Bulgarian authorities have arrested four people suspected of trying to destabilise the banking system in a concerted phone and internet campaign during a crisis that has thrown a spotlight on weak economic governance in the EU’s poorest state.
A credit line of 3.3 billion levs (£1.35bn), requested by Bulgaria and approved yesterday by the European Commission, helped shares in lender First Investment Bank rise 20 per cent, reversing most of Friday’s losses.
The EU executive, echoing the International Monetary Fund and economists, said the Bulgarian banking system was “well capitalised and has high levels of liquidity compared to its peers in other member states” of the 28-nation bloc.
President Rosen Plevneliev urged Bulgarians to keep faith with the banks in a national appeal on Sunday after emergency talks with political party leaders and central bank officials.
“There is no cause or reason to give way to panic. There is no banking crisis, there is a crisis of trust and there is a criminal attack,” he said.
Queues formed nevertheless outside branches of First Investment Bank yesterday, although they were smaller than on Friday.
At one branch there were about 30 people waiting to take out money, roughly half the numbers seen at midday on Friday. The lender says it has sufficient capital to meet clients’ demand.
“I am here because I remember what happened nearly 20 years ago,” said Gergana, 60. She was referring to a financial crisis in 1996-7 which sparked hyperinflation and the collapse of 14 banks. “I trust the president but I think he was misled by the bankers,” she said.
Last week the central bank took control of Bulgaria’s fourth-biggest lender, Corpbank, whose clients include many state companies, after depositors, rattled by reports of suspect deals involving the bank, rushed to withdraw their savings.
The central bank and economists said Corpbank was a special case and contagion to other banks would be limited. Corpbank has denied any wrongdoing.

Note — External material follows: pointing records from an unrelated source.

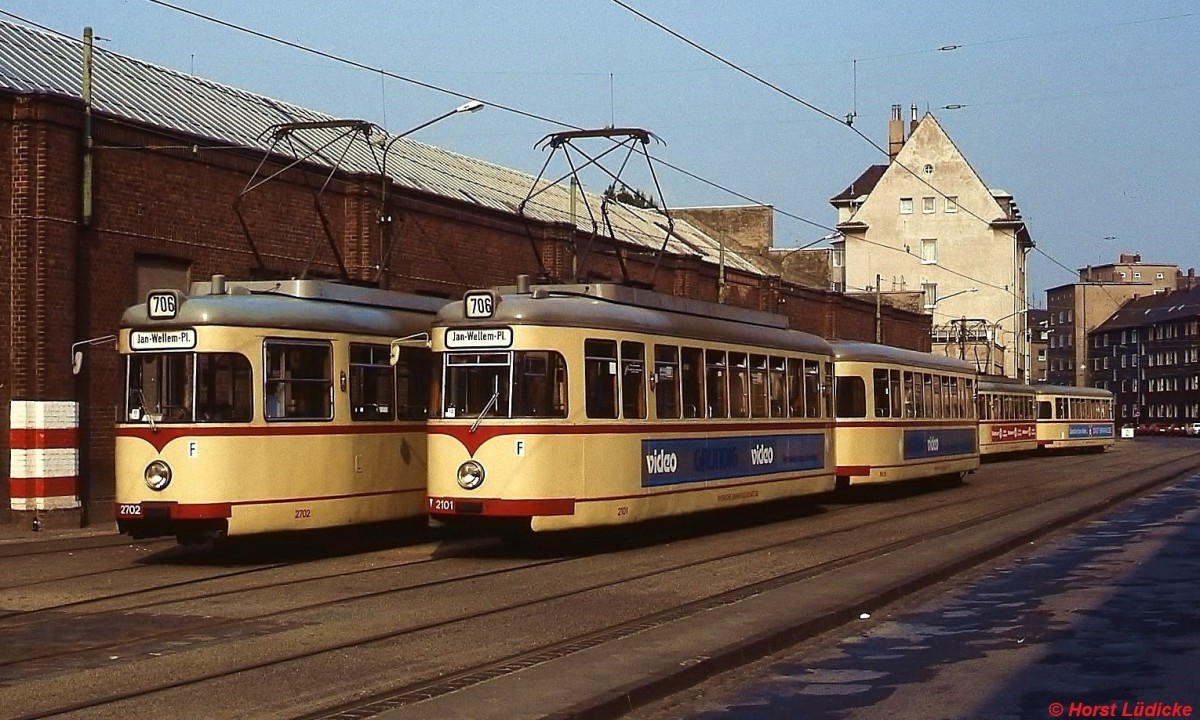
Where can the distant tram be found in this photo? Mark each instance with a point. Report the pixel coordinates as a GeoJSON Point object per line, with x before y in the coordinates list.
{"type": "Point", "coordinates": [1008, 415]}
{"type": "Point", "coordinates": [1074, 418]}
{"type": "Point", "coordinates": [903, 414]}
{"type": "Point", "coordinates": [261, 407]}
{"type": "Point", "coordinates": [592, 405]}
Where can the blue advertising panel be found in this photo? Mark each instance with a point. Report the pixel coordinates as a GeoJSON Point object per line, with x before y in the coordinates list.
{"type": "Point", "coordinates": [939, 442]}
{"type": "Point", "coordinates": [673, 461]}
{"type": "Point", "coordinates": [1078, 431]}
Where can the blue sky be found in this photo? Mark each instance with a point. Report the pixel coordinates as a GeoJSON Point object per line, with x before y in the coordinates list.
{"type": "Point", "coordinates": [1085, 111]}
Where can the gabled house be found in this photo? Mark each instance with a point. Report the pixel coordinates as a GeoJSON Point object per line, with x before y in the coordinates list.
{"type": "Point", "coordinates": [925, 221]}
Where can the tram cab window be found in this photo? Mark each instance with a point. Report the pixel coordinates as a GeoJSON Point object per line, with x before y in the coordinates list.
{"type": "Point", "coordinates": [299, 382]}
{"type": "Point", "coordinates": [759, 406]}
{"type": "Point", "coordinates": [540, 385]}
{"type": "Point", "coordinates": [633, 381]}
{"type": "Point", "coordinates": [173, 388]}
{"type": "Point", "coordinates": [851, 397]}
{"type": "Point", "coordinates": [691, 376]}
{"type": "Point", "coordinates": [600, 377]}
{"type": "Point", "coordinates": [717, 382]}
{"type": "Point", "coordinates": [666, 381]}
{"type": "Point", "coordinates": [739, 385]}
{"type": "Point", "coordinates": [372, 381]}
{"type": "Point", "coordinates": [475, 385]}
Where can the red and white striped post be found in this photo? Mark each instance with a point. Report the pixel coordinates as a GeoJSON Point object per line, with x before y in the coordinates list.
{"type": "Point", "coordinates": [45, 449]}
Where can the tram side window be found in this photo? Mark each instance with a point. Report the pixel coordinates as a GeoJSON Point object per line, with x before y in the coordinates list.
{"type": "Point", "coordinates": [816, 405]}
{"type": "Point", "coordinates": [299, 381]}
{"type": "Point", "coordinates": [717, 379]}
{"type": "Point", "coordinates": [413, 381]}
{"type": "Point", "coordinates": [851, 397]}
{"type": "Point", "coordinates": [778, 388]}
{"type": "Point", "coordinates": [600, 377]}
{"type": "Point", "coordinates": [739, 385]}
{"type": "Point", "coordinates": [633, 379]}
{"type": "Point", "coordinates": [223, 390]}
{"type": "Point", "coordinates": [1045, 411]}
{"type": "Point", "coordinates": [372, 381]}
{"type": "Point", "coordinates": [796, 387]}
{"type": "Point", "coordinates": [880, 384]}
{"type": "Point", "coordinates": [666, 387]}
{"type": "Point", "coordinates": [691, 369]}
{"type": "Point", "coordinates": [759, 405]}
{"type": "Point", "coordinates": [540, 385]}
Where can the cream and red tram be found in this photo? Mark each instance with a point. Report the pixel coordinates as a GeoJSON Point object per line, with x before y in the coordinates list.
{"type": "Point", "coordinates": [589, 405]}
{"type": "Point", "coordinates": [258, 407]}
{"type": "Point", "coordinates": [1008, 415]}
{"type": "Point", "coordinates": [903, 414]}
{"type": "Point", "coordinates": [1074, 418]}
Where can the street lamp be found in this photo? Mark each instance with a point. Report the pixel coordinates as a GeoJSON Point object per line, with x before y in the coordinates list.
{"type": "Point", "coordinates": [937, 300]}
{"type": "Point", "coordinates": [467, 107]}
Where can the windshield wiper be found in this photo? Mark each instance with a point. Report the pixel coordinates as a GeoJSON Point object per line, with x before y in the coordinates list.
{"type": "Point", "coordinates": [491, 402]}
{"type": "Point", "coordinates": [145, 411]}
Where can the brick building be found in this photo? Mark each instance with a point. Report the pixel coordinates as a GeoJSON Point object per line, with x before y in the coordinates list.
{"type": "Point", "coordinates": [165, 203]}
{"type": "Point", "coordinates": [1147, 353]}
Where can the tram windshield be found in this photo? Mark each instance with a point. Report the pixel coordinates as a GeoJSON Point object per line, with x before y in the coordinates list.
{"type": "Point", "coordinates": [517, 384]}
{"type": "Point", "coordinates": [175, 388]}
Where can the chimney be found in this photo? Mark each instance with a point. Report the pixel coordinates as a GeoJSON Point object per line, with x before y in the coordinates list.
{"type": "Point", "coordinates": [895, 132]}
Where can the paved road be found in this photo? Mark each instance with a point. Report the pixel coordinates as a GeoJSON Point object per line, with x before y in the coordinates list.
{"type": "Point", "coordinates": [1103, 622]}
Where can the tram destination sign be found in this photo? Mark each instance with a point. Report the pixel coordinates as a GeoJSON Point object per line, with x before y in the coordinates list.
{"type": "Point", "coordinates": [162, 340]}
{"type": "Point", "coordinates": [478, 337]}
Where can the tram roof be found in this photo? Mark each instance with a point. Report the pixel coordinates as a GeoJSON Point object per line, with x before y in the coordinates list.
{"type": "Point", "coordinates": [1003, 384]}
{"type": "Point", "coordinates": [315, 305]}
{"type": "Point", "coordinates": [607, 306]}
{"type": "Point", "coordinates": [1073, 391]}
{"type": "Point", "coordinates": [869, 352]}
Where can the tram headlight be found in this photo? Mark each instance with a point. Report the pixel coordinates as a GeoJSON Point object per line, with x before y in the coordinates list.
{"type": "Point", "coordinates": [471, 474]}
{"type": "Point", "coordinates": [157, 475]}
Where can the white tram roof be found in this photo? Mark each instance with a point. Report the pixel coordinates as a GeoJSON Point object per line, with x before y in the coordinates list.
{"type": "Point", "coordinates": [609, 306]}
{"type": "Point", "coordinates": [1073, 391]}
{"type": "Point", "coordinates": [316, 305]}
{"type": "Point", "coordinates": [868, 352]}
{"type": "Point", "coordinates": [1005, 384]}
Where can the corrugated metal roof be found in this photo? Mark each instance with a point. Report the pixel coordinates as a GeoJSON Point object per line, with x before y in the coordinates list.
{"type": "Point", "coordinates": [34, 61]}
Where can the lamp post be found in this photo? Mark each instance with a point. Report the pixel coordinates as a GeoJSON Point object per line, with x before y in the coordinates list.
{"type": "Point", "coordinates": [467, 107]}
{"type": "Point", "coordinates": [1017, 334]}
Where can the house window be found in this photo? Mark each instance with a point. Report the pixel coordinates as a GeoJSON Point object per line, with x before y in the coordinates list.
{"type": "Point", "coordinates": [929, 251]}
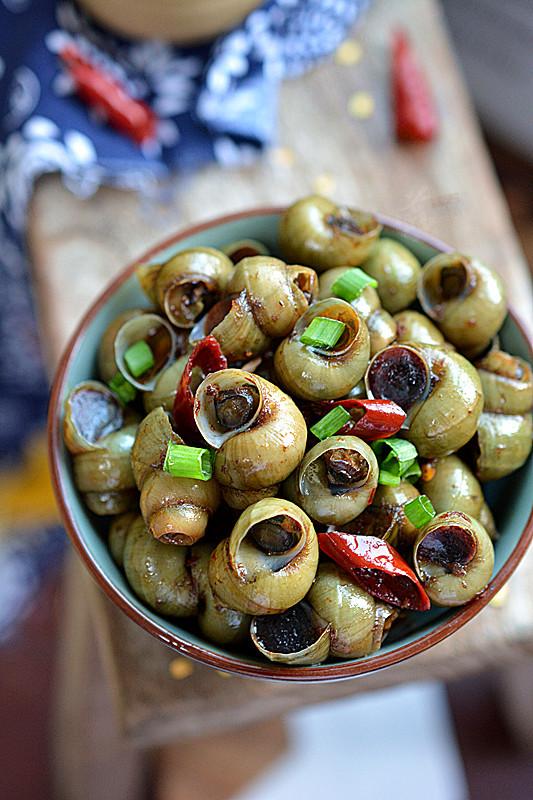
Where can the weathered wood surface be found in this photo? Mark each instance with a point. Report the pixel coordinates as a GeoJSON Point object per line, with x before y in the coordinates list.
{"type": "Point", "coordinates": [447, 188]}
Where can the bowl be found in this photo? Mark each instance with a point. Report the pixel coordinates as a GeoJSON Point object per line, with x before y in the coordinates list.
{"type": "Point", "coordinates": [419, 631]}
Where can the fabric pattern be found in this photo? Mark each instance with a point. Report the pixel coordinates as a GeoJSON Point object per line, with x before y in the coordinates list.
{"type": "Point", "coordinates": [216, 101]}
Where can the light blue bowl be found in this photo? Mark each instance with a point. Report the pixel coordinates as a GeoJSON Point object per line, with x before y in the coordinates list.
{"type": "Point", "coordinates": [510, 498]}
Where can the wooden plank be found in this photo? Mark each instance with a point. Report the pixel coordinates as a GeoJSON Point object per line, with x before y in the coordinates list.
{"type": "Point", "coordinates": [91, 759]}
{"type": "Point", "coordinates": [447, 188]}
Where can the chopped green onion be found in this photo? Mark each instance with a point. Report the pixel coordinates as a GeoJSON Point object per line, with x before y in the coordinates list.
{"type": "Point", "coordinates": [183, 461]}
{"type": "Point", "coordinates": [351, 283]}
{"type": "Point", "coordinates": [323, 332]}
{"type": "Point", "coordinates": [139, 358]}
{"type": "Point", "coordinates": [122, 388]}
{"type": "Point", "coordinates": [388, 478]}
{"type": "Point", "coordinates": [412, 473]}
{"type": "Point", "coordinates": [419, 511]}
{"type": "Point", "coordinates": [399, 464]}
{"type": "Point", "coordinates": [331, 423]}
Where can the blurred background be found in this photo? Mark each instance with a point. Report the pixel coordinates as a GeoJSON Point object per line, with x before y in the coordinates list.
{"type": "Point", "coordinates": [248, 104]}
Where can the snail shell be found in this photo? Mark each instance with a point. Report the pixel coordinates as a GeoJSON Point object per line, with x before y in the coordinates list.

The recent crisis has rattled Bulgaria’s fractious political class, forcing them to bury differences at a time of great political uncertainty, and on Friday they agreed 5 October as the date for a snap election, promised after May’s European elections.

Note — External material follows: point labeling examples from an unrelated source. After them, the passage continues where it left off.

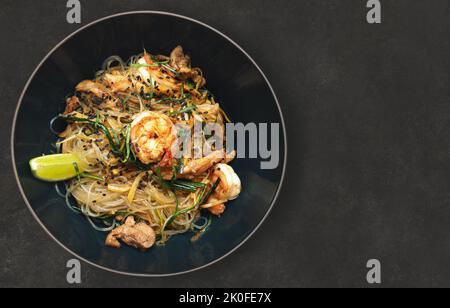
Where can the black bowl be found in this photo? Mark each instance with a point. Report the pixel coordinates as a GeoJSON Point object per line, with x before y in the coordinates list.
{"type": "Point", "coordinates": [232, 76]}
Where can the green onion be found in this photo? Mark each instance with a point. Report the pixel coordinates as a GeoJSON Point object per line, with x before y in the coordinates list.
{"type": "Point", "coordinates": [184, 110]}
{"type": "Point", "coordinates": [202, 198]}
{"type": "Point", "coordinates": [127, 145]}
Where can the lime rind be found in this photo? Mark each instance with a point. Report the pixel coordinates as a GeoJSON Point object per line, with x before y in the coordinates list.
{"type": "Point", "coordinates": [56, 167]}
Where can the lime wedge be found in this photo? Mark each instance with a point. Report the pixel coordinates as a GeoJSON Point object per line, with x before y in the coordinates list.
{"type": "Point", "coordinates": [56, 167]}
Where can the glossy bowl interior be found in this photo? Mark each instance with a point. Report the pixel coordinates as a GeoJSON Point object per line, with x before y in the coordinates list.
{"type": "Point", "coordinates": [231, 75]}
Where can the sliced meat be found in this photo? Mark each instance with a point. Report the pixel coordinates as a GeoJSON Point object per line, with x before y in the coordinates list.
{"type": "Point", "coordinates": [71, 104]}
{"type": "Point", "coordinates": [139, 235]}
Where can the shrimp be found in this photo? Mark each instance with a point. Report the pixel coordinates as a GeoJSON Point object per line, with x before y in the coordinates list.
{"type": "Point", "coordinates": [228, 188]}
{"type": "Point", "coordinates": [152, 135]}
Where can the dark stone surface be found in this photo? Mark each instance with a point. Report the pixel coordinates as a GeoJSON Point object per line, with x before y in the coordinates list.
{"type": "Point", "coordinates": [367, 112]}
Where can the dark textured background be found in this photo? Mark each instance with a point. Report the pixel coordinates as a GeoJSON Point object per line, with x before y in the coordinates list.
{"type": "Point", "coordinates": [367, 109]}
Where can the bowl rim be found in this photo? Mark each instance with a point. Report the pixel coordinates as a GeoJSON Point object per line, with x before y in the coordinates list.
{"type": "Point", "coordinates": [150, 12]}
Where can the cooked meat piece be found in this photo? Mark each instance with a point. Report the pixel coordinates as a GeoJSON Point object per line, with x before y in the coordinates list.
{"type": "Point", "coordinates": [182, 63]}
{"type": "Point", "coordinates": [71, 104]}
{"type": "Point", "coordinates": [138, 235]}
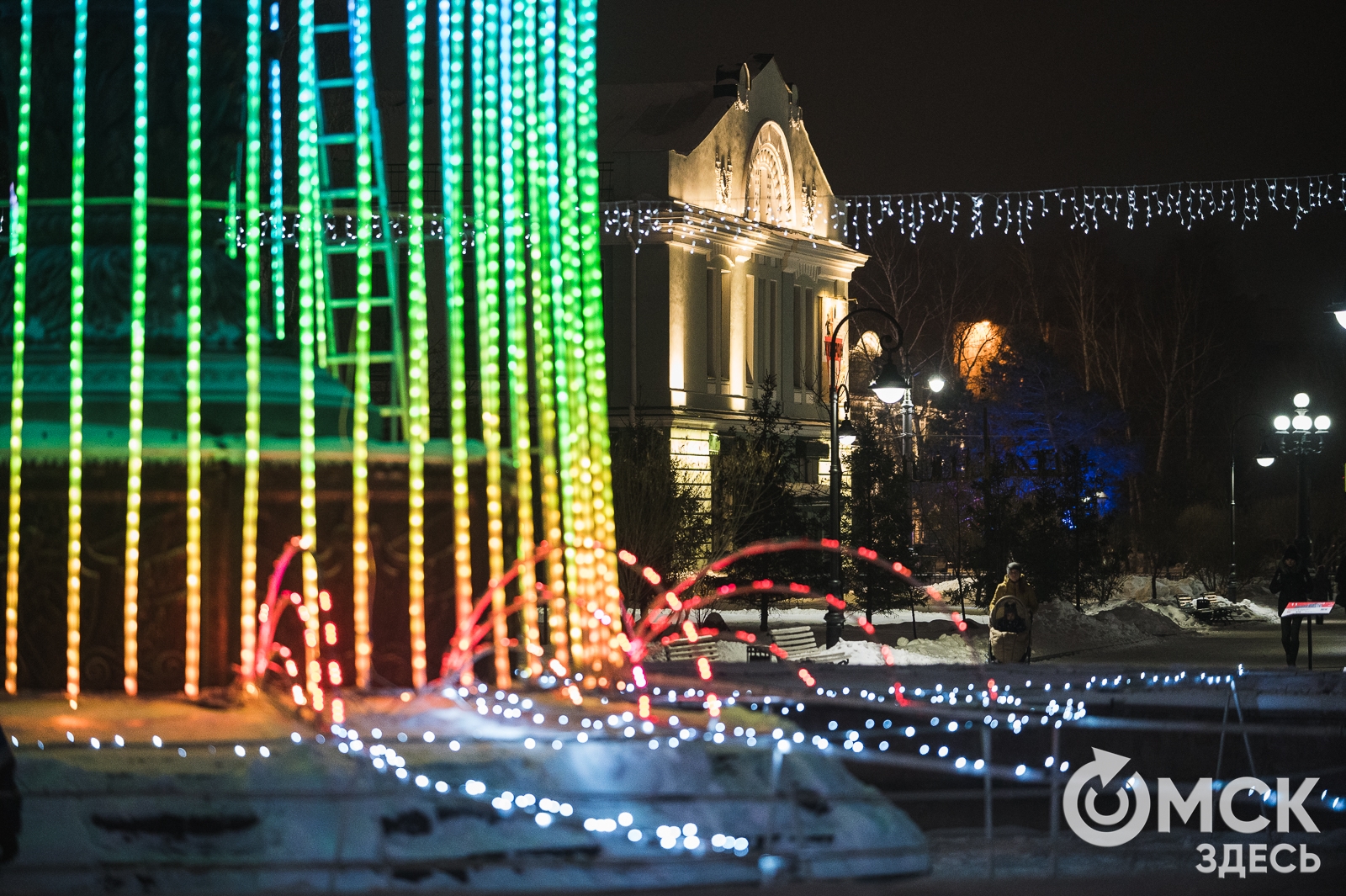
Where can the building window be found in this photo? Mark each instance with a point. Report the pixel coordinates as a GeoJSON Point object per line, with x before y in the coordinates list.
{"type": "Point", "coordinates": [808, 346]}
{"type": "Point", "coordinates": [765, 321]}
{"type": "Point", "coordinates": [718, 325]}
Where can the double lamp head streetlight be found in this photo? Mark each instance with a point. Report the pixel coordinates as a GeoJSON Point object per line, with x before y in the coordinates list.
{"type": "Point", "coordinates": [888, 386]}
{"type": "Point", "coordinates": [1301, 435]}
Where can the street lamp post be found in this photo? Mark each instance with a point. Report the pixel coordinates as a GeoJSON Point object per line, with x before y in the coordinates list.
{"type": "Point", "coordinates": [1264, 459]}
{"type": "Point", "coordinates": [890, 386]}
{"type": "Point", "coordinates": [1302, 436]}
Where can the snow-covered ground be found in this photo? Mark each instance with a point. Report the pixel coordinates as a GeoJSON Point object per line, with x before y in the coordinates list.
{"type": "Point", "coordinates": [1137, 613]}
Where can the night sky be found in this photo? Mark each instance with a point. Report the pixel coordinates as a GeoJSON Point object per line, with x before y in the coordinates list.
{"type": "Point", "coordinates": [904, 97]}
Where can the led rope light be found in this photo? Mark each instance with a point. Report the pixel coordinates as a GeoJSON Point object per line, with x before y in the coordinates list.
{"type": "Point", "coordinates": [139, 260]}
{"type": "Point", "coordinates": [486, 220]}
{"type": "Point", "coordinates": [252, 308]}
{"type": "Point", "coordinates": [451, 40]}
{"type": "Point", "coordinates": [363, 294]}
{"type": "Point", "coordinates": [232, 217]}
{"type": "Point", "coordinates": [278, 194]}
{"type": "Point", "coordinates": [19, 249]}
{"type": "Point", "coordinates": [310, 262]}
{"type": "Point", "coordinates": [192, 671]}
{"type": "Point", "coordinates": [77, 249]}
{"type": "Point", "coordinates": [516, 63]}
{"type": "Point", "coordinates": [596, 362]}
{"type": "Point", "coordinates": [574, 435]}
{"type": "Point", "coordinates": [544, 220]}
{"type": "Point", "coordinates": [417, 314]}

Prime minister Plamen Oresharski’s minority cabinet, dogged by charges of graft and street protests since it took power barely a year ago, said it would soon resign after the main coalition partner, the Socialists, did badly in the EU vote.

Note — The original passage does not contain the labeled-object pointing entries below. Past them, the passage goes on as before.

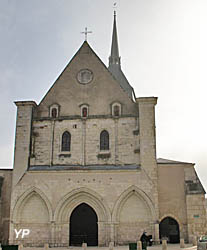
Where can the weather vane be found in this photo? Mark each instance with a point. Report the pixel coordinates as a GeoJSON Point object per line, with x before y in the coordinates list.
{"type": "Point", "coordinates": [86, 32]}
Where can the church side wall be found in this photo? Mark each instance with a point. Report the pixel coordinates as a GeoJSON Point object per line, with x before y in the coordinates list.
{"type": "Point", "coordinates": [5, 199]}
{"type": "Point", "coordinates": [172, 200]}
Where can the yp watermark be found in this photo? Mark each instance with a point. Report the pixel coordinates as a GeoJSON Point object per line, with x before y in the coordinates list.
{"type": "Point", "coordinates": [21, 233]}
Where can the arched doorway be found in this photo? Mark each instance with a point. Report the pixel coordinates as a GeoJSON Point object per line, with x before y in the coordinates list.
{"type": "Point", "coordinates": [83, 226]}
{"type": "Point", "coordinates": [169, 229]}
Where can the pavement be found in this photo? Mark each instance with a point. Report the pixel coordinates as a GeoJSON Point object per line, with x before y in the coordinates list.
{"type": "Point", "coordinates": [154, 247]}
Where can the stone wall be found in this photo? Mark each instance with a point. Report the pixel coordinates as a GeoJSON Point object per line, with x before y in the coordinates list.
{"type": "Point", "coordinates": [5, 199]}
{"type": "Point", "coordinates": [59, 193]}
{"type": "Point", "coordinates": [85, 142]}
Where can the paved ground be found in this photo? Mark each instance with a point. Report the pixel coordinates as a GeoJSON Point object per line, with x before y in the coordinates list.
{"type": "Point", "coordinates": [156, 247]}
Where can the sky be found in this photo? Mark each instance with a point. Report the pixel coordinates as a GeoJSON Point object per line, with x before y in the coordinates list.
{"type": "Point", "coordinates": [163, 48]}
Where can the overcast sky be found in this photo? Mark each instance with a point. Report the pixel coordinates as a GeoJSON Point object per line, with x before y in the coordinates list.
{"type": "Point", "coordinates": [163, 48]}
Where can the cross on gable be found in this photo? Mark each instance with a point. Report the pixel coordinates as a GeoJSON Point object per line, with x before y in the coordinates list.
{"type": "Point", "coordinates": [86, 32]}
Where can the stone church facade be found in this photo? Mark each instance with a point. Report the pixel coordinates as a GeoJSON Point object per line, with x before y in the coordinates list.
{"type": "Point", "coordinates": [85, 166]}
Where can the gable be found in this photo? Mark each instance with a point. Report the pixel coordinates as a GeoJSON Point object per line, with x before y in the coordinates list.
{"type": "Point", "coordinates": [71, 90]}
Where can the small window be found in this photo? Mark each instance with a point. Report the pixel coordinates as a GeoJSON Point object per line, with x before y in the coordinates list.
{"type": "Point", "coordinates": [54, 112]}
{"type": "Point", "coordinates": [104, 140]}
{"type": "Point", "coordinates": [84, 112]}
{"type": "Point", "coordinates": [116, 110]}
{"type": "Point", "coordinates": [66, 141]}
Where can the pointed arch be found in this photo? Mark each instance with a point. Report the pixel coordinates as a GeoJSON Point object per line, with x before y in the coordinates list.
{"type": "Point", "coordinates": [170, 227]}
{"type": "Point", "coordinates": [22, 200]}
{"type": "Point", "coordinates": [132, 190]}
{"type": "Point", "coordinates": [81, 195]}
{"type": "Point", "coordinates": [66, 141]}
{"type": "Point", "coordinates": [104, 140]}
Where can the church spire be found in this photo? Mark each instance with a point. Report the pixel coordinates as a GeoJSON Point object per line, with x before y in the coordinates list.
{"type": "Point", "coordinates": [115, 63]}
{"type": "Point", "coordinates": [114, 58]}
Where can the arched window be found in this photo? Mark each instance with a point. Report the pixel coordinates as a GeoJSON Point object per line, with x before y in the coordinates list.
{"type": "Point", "coordinates": [66, 141]}
{"type": "Point", "coordinates": [116, 110]}
{"type": "Point", "coordinates": [84, 112]}
{"type": "Point", "coordinates": [104, 140]}
{"type": "Point", "coordinates": [54, 112]}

Plevneliev said on Sunday he would dissolve parliament and appoint an interim government on 6 August to steer Bulgaria until the election.
Despite its political and economic woes, the IMF and economists have praised the stability of Bulgaria’s banking system and its solid state finances. It has one of the lowest debt levels in the EU and the lev currency is tied to the euro via a currency board, approved of by a broad consensus as a bulwark of stability.